Antakya; barış şehri, doğunun kraliçesi, medeniyetler şehri, son dönemlerde gastronomi şehri… Aklınıza ne gelirse bu tanımlamaya ekleye bilirsiniz. Bunların tamamını elimin tersiyle itekliyorum. Bana göre Antakya aşk şehridir. Antakya’ya yalnızca âşık olunur. Ölümsüz kent-hemşeri aşklarının yaşandığı bu şehir de, birlikte oluşturulan sevgi zenginliğini hoyratça harcayarak geride bıraktık.
Artık bizler âşık, Antakya öfkeli…
Cami Cindi Hamamı aralığından adımımı attığımda, dudaklarımda Ali Yüce’nin ölümsüz dizeleri; Antakya sokakları dar/Antakya sokakları bir kişilik/Sen giderken ben gelemem/Bir gönlümü bahar almış/Bir gönlümü yaz/Antakya sokakları bir kişilik/Öte git biraz.Bu dizelerin tadını çıkarmadan karşıdan bir ses yükseldi.Heykeltıraş İbrahim (Özalp) usta;
“Bey efendi! Bu mahalleye dua okunarak girilmiyor!”
İbrahim ustanın yeni mesleği, üzerine burçlar çizdiği çakma Serpantin taşı satıcılığı. Arada seyyar arabacılardan aldığı, eski görünümlü küpe, kolye, şamdanı gelen yerli gezginlere tarihi, “Rumlardan kalma” diyerek yutturuyor. Hani… Fenada yapmıyor. Bir diğer iyi yaptığı iş ise fahri olarak-Antik Antakya’ya girenleri açılan kafelerin yer tarifçiliği…
İbrahim ustaya söz yetiştirirken yamacıma kısa boylu tıknaz dövmeci Mahmut yaklaşıyor.
“İbrahim usta muhterem ermiş, senin Eros’unu göster.
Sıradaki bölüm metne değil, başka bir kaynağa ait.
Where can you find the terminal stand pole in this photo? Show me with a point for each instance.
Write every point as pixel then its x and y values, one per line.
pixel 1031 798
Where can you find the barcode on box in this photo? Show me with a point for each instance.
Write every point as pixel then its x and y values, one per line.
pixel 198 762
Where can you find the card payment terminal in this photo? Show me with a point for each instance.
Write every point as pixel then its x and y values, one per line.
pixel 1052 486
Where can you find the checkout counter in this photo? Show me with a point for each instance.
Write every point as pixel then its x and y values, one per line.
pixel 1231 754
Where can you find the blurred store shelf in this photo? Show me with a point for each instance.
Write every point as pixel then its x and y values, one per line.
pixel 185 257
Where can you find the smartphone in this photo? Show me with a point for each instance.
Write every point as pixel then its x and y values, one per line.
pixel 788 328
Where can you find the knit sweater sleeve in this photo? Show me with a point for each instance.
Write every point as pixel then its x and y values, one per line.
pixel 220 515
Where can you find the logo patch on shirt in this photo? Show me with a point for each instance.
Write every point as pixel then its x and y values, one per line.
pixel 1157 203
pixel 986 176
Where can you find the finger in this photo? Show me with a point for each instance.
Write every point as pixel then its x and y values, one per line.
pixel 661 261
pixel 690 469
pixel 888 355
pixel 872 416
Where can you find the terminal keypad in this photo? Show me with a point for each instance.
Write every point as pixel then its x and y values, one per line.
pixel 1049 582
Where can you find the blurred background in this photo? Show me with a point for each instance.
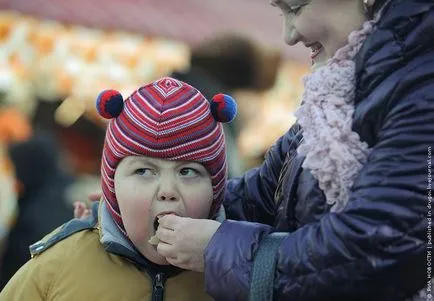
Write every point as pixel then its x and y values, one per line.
pixel 57 55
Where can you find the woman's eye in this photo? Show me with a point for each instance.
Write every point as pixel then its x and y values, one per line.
pixel 189 172
pixel 143 171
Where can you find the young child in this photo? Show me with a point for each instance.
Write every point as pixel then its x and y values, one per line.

Aklı başına gelsin!” diyor.
Silkiniyorum! İçimden “Antakya sokakları dar/Antakya sokakları bir kişilik” diyerek kendimi ileri atıyorum.
Kendimi atıyorum atmasına da, bu kez de tatlıcı Mari çıkıyor yoluma. Kocaman levha: Tatlıcı Mari Yöresel Ürünler Kabak-Ceviz-Patlıcan-Turunç ve Kebbet tatlıları. Bu saatte tatlı yenmez ama tadıda bakılmaz değil hani…
Her zaman yaptığım gibi…
Alma numarasıyla kabak tatlısının ucundan şöyle bir bakıyorum. “Mari Hanım, bütün tatlıların ünlüde, Ceviz Reçelini de duymuştum! Kebbet ne yahu…” diye ortaya bir söz bırakıyorum. Mari bütün kibarlığıyla çıkartıyor kavanozların içinden tatlıları, çıkan tatlının ne olduğunu bakmadan alıp atıyorum ağzıma.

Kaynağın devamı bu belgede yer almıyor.